Beaucoup d’encre a coulé sur l’affaire dite des sous-marins depuis que le 15 septembre dernier l’Australie a annoncé à la France, sans aucune information ni indication préalable, la mise en place d’un nouveau partenariat stratégique avec les Etats-Unis et le Royaume-Uni avec comme conséquence inéluctable l’annulation pur et simple d’un contrat de plus de 56 milliards d’euros pour la fourniture par la France de douze sous-marins conventionnels. Bien entendu, cette annulation ne manquera pas d’entacher, pour les années à venir, les relations entre la France et le monde anglophone en général, en ce y compris l’Inde. Cependant, malgré l’irruption médiatique autour de cette affaire et la rhétorique de vierge effarouchée déployée par le quai d’Orsay, bien mal placé par ailleurs à crier au loup alors qu’il a lui-même bafoué sa propre signature dans l’affaire des Mistrals où la France a renié son engagement de livrer deux porte hélicoptères à la Russie, quatre constats importants sont  à prendre en compte.

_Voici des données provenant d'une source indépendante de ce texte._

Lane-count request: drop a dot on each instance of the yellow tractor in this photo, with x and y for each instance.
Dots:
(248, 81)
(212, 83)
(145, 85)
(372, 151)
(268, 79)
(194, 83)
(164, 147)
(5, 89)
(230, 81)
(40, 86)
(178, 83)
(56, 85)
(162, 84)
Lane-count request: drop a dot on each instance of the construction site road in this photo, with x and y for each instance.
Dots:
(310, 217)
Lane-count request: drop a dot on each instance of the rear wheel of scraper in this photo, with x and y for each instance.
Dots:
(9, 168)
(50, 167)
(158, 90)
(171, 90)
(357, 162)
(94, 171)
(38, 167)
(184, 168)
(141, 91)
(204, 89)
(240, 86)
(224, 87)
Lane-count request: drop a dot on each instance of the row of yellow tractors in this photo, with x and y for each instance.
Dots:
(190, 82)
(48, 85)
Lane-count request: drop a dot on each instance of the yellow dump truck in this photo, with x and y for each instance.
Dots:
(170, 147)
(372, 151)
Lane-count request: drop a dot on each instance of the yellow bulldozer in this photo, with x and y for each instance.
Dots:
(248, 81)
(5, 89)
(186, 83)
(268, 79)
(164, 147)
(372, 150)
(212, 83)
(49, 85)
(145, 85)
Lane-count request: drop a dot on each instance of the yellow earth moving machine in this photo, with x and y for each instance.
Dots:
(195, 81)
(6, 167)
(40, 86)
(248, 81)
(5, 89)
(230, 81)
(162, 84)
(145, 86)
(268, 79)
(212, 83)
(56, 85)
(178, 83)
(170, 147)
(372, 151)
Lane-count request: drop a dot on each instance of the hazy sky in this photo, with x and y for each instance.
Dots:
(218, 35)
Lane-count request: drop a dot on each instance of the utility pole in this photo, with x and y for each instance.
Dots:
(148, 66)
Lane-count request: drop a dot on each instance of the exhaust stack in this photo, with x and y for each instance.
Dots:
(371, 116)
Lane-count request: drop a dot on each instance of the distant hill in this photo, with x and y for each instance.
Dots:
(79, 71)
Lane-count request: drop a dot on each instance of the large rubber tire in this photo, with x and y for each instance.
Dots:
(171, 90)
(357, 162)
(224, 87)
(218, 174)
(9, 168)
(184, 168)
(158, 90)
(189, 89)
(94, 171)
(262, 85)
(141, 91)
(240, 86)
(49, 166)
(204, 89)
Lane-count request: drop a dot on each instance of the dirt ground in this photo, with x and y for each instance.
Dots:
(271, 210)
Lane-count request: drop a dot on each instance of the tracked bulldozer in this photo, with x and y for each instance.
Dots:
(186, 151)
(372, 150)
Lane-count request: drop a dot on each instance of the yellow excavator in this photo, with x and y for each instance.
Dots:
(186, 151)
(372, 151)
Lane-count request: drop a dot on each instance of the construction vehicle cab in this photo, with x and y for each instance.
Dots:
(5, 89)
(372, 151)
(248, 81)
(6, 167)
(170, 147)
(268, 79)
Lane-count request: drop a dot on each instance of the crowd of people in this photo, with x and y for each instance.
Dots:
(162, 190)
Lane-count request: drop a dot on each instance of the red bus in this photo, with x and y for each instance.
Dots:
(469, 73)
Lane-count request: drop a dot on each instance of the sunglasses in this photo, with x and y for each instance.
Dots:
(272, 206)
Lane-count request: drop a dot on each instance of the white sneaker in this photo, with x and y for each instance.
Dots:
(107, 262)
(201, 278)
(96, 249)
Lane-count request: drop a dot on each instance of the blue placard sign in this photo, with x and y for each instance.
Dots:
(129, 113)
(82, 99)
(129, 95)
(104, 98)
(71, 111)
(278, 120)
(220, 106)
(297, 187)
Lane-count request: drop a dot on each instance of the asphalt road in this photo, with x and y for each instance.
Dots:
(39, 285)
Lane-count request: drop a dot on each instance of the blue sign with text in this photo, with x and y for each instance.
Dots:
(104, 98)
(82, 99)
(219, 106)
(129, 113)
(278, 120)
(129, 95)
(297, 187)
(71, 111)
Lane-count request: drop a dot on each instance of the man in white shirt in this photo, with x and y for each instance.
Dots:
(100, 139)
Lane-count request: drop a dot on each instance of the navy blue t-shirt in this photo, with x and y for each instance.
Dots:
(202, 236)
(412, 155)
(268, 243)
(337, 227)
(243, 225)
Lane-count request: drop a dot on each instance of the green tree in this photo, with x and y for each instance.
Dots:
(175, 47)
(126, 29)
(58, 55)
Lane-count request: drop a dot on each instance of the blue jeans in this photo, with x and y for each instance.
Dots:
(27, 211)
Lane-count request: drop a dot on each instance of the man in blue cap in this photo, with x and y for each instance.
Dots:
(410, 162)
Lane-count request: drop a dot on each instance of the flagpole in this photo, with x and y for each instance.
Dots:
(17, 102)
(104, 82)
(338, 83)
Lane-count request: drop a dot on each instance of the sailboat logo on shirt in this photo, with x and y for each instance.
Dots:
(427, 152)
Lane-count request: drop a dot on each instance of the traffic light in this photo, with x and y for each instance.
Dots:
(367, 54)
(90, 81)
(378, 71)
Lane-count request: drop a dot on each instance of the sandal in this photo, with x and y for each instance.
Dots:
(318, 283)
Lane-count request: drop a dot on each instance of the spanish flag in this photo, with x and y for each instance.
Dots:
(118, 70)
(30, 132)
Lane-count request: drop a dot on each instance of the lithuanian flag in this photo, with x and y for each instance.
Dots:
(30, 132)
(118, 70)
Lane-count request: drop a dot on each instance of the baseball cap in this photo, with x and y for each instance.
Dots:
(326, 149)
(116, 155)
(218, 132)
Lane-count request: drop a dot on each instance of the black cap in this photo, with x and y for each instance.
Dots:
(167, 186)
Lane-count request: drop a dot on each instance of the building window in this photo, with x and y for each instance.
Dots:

Dans un premier temps,  on pourrait insister sur le danger qui pèse sur les autres contrats d’armement en cours, et en particulier celui des rafales avec l’Indonésie. La France, à travers cette fâcheuse affaire, a découvert la triste réalité que le multilatéralisme proclamé par l’administration Biden n’était que de la poudre aux yeux et que la devise « America First » de Trump avait toujours toute sa pertinence à Washington. Ainsi, alors que les Américains identifient, et ce aujourd’hui encore plus qu’hier, la Chine comme leur principal concurrent économique et militaire, Washington risque de revenir sur ces décisions antérieures. Rappelons que le choix du Rafale par l’Indonésie n’a été qu’un second choix de remplacement pour Djakarta après le refus des Américains de leur vendre le fleuron de leur aviation militaire qu’est le F35. La nouvelle donne que représente l’annulation des contrats de sous-marins français risque de n’être qu’un signe annonciateur d’autres annulations à venir. Après tout, l’Indonésie, à l’instar de l’Australie est également menacée par la nouvelle hyper puissance de plus en plus assumée des Chinois. Le raisonnement qui a prévalu pour l’Australie du coté de Washington peut trouver aussi application sur la question des ventes d’armes à l’Indonésie. Pour Biden, la lutte contre la menace que représente la Chine pour le positionnement américain autorise cette stratégie de containment dans la zone Indo-Pacifique, ainsi que le renforcement de l’armement des pays alliés qui y sont directement confrontés. Washington peut donc revenir sur sa décision de refus de vendre des F35 à l’Indonésie et donc entrainer la remise en question du contrat des Rafales par Djakarta

Ensuite, cette affaire est une aubaine pour le Royaume-Uni qui, à peine sorti de l’Union européenne, loin d’un isolement espéré par Paris, se trouve sacré comme partenaire privilégié des américains comme garant de la sécurité dans le pacifique. Londres renoue ainsi avec son passé impérial et devient un acteur majeur de la sécurité asiatique et ce au détriment des intérêts et du prestige militaire de la France. Le Royaume-Uni de la Commonwealth, seul allié européen des Etats-Unis, se permettra de rappeler au Monde que l’adage historique de « Britania rules the Waves » n’est pas dénué de sens aujourd’hui. Ceci est tellement vrai que la France offusquée n’a pas rappelé son ambassadeur à Londres comme si par ce geste symbolique Paris voulait réduire le rôle des anglais dans cette nouvelle alliance. Ce témoignage d’agacement en réalité est inversement proportionnel à la frustration française.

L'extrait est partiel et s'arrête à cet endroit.